The reign of Jehu's predecessor, Jehoram, was marked by the Battle of Ramoth-Gilead against the army of the Arameans, where Jehoram was wounded and afterwards returned to Jezreel to recover, and where Ahaziah, the king of Judah and his nephew, had also gone to attend on Jehoram (2 Kings 8:28f). The author of Kings describes, while the commanders of the army were assembled away from the eyes of the king, that the prophet Elisha visited this meeting, where he led Jehu away from his peers and annointed him king in an inner chamber, then immediately departed (2 Kings 9:5,6). His companions, inquiring after the object of this mysterious visit, were told, and immediately, with enthusiasm, blew their trumpets and proclaimed him king (2 Kings 9:11-14).
With a chosen band, Jehu set forth with all speed to Jezreel, where he slew Jehoram with his own hand, shooting him through the heart with an arrow (9:24). The king of Judah, when trying to escape, was fatally wounded by one of Jehu's soldiers at Beth-gan. The author of Kings describes how Jehu entered the city without any resistance, and saw Jezebel, the mother of king Jerhoram, presenting herself from a window in the palace, who received him with insolence; Jehu commanded the eunuchs of the royal palace to cast down her down into the street; the fall was fatal, and her mangled body was devoured by the dogs (9:35-7).

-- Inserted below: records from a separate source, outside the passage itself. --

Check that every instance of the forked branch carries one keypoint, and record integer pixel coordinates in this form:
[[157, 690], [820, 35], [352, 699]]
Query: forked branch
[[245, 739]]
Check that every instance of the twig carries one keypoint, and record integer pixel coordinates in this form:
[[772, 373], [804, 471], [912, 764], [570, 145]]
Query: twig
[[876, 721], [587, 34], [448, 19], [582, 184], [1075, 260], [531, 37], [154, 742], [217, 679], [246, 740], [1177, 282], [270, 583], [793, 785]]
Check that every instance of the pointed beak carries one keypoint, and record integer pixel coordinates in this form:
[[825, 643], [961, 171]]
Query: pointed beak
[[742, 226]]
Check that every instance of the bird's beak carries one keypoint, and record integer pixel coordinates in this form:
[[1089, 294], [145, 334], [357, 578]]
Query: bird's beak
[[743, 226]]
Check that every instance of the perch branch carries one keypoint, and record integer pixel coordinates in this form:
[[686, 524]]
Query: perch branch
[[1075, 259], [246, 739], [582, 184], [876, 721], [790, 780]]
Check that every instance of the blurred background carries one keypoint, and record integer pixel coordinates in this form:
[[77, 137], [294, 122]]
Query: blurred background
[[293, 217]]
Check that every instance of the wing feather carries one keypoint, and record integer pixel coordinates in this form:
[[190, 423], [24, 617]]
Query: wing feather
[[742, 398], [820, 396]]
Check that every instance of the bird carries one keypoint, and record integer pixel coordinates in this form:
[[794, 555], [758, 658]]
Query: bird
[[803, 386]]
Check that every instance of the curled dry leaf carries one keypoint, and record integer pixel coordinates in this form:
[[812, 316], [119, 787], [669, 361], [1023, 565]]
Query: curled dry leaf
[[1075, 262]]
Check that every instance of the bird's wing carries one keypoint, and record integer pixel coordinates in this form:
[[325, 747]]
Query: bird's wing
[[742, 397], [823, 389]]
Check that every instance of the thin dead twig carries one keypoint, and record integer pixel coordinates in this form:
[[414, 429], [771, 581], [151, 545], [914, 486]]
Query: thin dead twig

However, Nadav Na'aman of Tel Aviv University has interpreted the evidence of archeological excavations at the site of the city of Jezreel to show the had been taken by a successful siege, perhaps by the Aramean army of Hazael. Further, the author of the Dan Stele (found in 1993 and 1994 during archeological excavations of the site of Laish) claimed to have slain both Ahaziah, and Jehoram; the most likely author of this monument is Hazael of the Arameans. Although the inscription is a contemporary witness of this period, kings of this period were inclined to boast and make exagerated claims; it is not clear whether Jehu killed the two kings (as the Bible reports) or Hazael (as the Dan Stele reports). This suggests that this memorable scene was created (perhaps as a tradition) long after the principals of the coup had died.

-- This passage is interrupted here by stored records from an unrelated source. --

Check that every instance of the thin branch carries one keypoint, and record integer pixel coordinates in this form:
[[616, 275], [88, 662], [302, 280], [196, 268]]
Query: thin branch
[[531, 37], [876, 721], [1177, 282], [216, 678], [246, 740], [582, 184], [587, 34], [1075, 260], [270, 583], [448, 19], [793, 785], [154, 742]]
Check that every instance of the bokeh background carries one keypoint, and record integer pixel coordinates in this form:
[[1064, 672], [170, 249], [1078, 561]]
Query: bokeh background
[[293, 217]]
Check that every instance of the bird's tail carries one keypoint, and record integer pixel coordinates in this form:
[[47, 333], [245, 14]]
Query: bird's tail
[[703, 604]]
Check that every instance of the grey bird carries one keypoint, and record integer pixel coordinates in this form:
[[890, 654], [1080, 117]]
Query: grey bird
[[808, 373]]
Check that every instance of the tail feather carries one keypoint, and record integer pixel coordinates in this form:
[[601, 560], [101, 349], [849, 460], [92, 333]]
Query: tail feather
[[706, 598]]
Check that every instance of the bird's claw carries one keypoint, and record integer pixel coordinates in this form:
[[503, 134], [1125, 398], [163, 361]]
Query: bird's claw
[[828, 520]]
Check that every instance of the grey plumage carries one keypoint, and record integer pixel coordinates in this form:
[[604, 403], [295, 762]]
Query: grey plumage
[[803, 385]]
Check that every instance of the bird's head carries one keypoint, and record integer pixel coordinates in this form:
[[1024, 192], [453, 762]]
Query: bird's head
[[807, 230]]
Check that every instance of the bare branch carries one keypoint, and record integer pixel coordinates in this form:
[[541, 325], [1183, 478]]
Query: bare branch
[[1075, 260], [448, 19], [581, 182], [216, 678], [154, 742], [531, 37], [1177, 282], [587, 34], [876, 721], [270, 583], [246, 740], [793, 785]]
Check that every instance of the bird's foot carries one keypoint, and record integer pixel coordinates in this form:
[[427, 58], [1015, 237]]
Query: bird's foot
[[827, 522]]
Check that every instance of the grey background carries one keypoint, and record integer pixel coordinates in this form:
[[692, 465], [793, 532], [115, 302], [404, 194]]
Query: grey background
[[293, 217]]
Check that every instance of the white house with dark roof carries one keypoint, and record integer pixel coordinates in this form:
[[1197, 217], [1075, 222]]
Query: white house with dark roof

Now master of Jezreel, Jehu wrote to the chief men in the capital Samaria, and commanded them to send to him by the morning the heads of all the royal princes of the kingdom. Accordingly, seventy heads were borught to him, which he had piled up in two heaps at his gate. Shortly afterwards, Jehu encountered the "brethern of Ahaziah" at "the shearing-house" (10:12-14), and slaughtered another forty-two people connected with the Omrides (10:14).
Jehu's revolt was rooted in more than his quest for power and the favor of Yahweh. This account frequently invokes the slogan of "avenging the blood of Naboth" (9:21,25,26), whose vineyard Jehoram's father Ahab had taken by force (1 Kings 21:4); this fact suggests that perhaps the burden of making the northern kingdom a regional power had grown too heavy for its citizens, and Jehoram's defeat at Ramoth-Gilead gave them an opportunity to throw this burden off.

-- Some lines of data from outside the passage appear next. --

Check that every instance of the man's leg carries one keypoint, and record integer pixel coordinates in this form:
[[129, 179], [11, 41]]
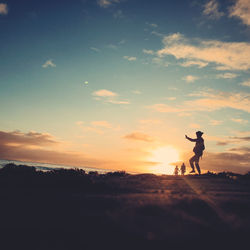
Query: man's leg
[[197, 165], [191, 161]]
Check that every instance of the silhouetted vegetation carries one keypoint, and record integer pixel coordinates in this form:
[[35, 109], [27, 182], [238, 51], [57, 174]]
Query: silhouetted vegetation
[[68, 208]]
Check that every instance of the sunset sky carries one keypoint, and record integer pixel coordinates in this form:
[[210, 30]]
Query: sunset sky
[[117, 84]]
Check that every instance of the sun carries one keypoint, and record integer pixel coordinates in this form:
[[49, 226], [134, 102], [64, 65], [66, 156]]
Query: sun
[[165, 157]]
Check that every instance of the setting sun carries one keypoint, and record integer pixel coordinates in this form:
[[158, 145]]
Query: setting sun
[[165, 157]]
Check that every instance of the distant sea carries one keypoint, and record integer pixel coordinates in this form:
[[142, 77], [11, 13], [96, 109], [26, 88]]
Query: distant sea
[[47, 166]]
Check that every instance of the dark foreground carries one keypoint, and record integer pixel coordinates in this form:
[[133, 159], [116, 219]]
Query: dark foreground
[[68, 209]]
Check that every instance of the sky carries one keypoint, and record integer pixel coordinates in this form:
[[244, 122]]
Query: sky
[[117, 84]]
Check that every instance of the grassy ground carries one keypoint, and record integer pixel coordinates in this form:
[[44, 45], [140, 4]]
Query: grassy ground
[[67, 209]]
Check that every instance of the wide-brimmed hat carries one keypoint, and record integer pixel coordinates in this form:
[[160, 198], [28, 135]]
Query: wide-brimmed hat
[[199, 133]]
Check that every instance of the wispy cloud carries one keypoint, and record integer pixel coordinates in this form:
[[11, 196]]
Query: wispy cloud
[[150, 122], [18, 138], [95, 49], [104, 93], [199, 64], [190, 78], [139, 137], [104, 124], [130, 58], [211, 10], [215, 122], [108, 96], [48, 63], [118, 14], [172, 98], [246, 83], [137, 92], [148, 51], [241, 10], [194, 125], [98, 127], [107, 3], [227, 75], [207, 102], [226, 55], [238, 120], [153, 25], [112, 46], [3, 9]]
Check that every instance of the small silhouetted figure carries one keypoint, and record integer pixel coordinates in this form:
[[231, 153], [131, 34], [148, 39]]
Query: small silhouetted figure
[[183, 168], [176, 170], [198, 151]]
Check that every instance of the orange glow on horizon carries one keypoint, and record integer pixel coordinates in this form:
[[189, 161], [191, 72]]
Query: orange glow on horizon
[[165, 157]]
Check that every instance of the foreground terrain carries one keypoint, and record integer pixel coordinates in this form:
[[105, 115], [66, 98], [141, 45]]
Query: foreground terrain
[[65, 209]]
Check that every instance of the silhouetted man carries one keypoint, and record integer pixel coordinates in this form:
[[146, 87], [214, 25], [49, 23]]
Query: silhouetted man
[[183, 168], [176, 170], [198, 151]]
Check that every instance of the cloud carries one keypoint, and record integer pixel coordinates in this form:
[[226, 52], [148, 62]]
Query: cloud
[[153, 25], [137, 92], [24, 139], [97, 127], [172, 98], [228, 161], [241, 121], [150, 122], [217, 100], [107, 3], [104, 93], [130, 58], [215, 122], [48, 63], [211, 10], [33, 146], [190, 78], [112, 46], [241, 10], [118, 14], [200, 64], [225, 55], [95, 49], [164, 108], [148, 51], [208, 101], [108, 97], [241, 149], [227, 75], [138, 137], [103, 124], [246, 83], [3, 9], [243, 138], [194, 125]]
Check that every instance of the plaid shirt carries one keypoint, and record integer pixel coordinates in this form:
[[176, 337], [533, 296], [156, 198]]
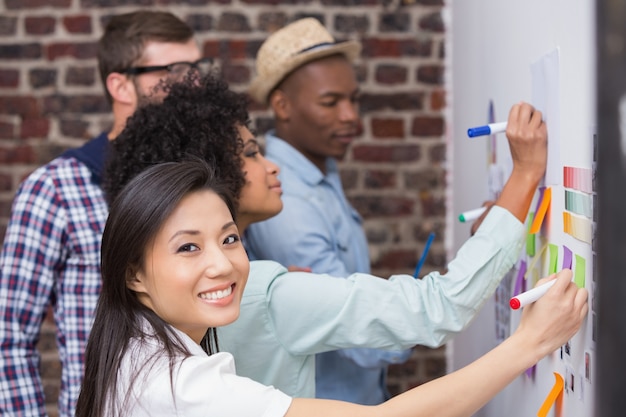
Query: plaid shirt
[[51, 256]]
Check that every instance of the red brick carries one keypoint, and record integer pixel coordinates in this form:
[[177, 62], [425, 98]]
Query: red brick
[[21, 51], [427, 126], [211, 48], [74, 128], [432, 22], [35, 128], [349, 178], [7, 130], [39, 25], [5, 183], [80, 76], [271, 21], [42, 77], [397, 153], [86, 50], [387, 128], [9, 78], [5, 211], [377, 179], [394, 22], [8, 25], [76, 104], [36, 4], [429, 179], [200, 22], [383, 206], [394, 47], [430, 74], [391, 74], [437, 100], [77, 24], [437, 154], [393, 101], [346, 23], [233, 22], [236, 74], [345, 3], [24, 106], [432, 205], [397, 259], [17, 155]]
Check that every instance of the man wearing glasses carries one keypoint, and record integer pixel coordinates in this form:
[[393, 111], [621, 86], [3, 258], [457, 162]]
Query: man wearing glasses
[[51, 251]]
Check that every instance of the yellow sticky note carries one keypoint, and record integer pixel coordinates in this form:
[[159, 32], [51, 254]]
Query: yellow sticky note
[[541, 211], [554, 258], [557, 389]]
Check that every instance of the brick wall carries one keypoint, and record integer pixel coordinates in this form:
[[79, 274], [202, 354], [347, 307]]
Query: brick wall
[[51, 99]]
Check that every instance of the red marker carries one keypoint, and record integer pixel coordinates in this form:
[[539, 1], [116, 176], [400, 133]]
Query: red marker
[[530, 296]]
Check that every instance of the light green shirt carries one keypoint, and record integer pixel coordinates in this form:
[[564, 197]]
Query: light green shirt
[[288, 317]]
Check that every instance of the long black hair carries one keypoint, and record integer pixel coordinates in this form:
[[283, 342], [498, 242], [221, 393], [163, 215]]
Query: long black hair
[[135, 217]]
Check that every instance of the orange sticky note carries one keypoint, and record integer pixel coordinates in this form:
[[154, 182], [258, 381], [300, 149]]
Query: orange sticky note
[[557, 389], [541, 211]]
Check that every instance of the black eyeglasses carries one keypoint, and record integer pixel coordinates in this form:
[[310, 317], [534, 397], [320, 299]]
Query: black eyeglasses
[[175, 70]]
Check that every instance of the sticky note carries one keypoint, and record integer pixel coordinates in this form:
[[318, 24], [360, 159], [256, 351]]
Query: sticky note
[[567, 257], [579, 272], [557, 389], [519, 282], [554, 257], [530, 238], [541, 211]]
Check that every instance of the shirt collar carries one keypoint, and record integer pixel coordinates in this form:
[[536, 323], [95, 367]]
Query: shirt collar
[[285, 155]]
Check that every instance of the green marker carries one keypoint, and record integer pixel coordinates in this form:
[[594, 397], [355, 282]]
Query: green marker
[[470, 215]]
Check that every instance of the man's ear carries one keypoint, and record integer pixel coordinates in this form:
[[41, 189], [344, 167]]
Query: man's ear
[[280, 104], [121, 88]]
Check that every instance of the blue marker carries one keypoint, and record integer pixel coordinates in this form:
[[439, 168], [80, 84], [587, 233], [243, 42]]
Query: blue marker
[[489, 129], [430, 239]]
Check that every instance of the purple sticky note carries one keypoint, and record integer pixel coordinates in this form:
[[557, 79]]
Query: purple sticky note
[[567, 258], [519, 281]]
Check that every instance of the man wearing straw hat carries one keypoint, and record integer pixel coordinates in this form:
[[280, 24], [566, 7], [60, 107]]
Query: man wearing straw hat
[[308, 80]]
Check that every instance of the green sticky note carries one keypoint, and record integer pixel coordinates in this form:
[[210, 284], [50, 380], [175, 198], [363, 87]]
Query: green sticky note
[[579, 272], [554, 257], [530, 238]]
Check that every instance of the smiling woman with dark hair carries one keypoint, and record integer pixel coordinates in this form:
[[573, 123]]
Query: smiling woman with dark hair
[[174, 269], [165, 233]]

Following Jehu's slaughter of the Omrides, he met Jehonadab the Rechabite, whom he took into his chariot, and they entered the capital together. This adds support to the inference that, at least at the begining of his reign, Jehu was supported by the pro-Yahweh faction. Once in control of Samaria, he summoned all of the worshippers of Baal to the capital, slew them (2 Kings 10:19-25), and destroyed the temple of that diety (10:27).
Beyond his bloody coup d'etat, and his tolerance for the golden calves at Dan and Bethel (which drew the disdain of the author of Kings), little is known of the events of Jehu's reign. He was hard pressed by the predations of Hazael, king of the Arameans, who is said to have defeated his army "throughout all of the territories of Israel" beyond the Jordan river, in the lands of Gilead, Gad, Reuben, and Manasseh (10:32f). This would explain why Jehu is offered tribute to Shalmaneser III on his Black Obelisk (where his name appears as mIa-ú-a mar mHu-um-ri-i or "Jehu son of Omri"); Jehu was encouraging the enemy of the Arameans into being his friend.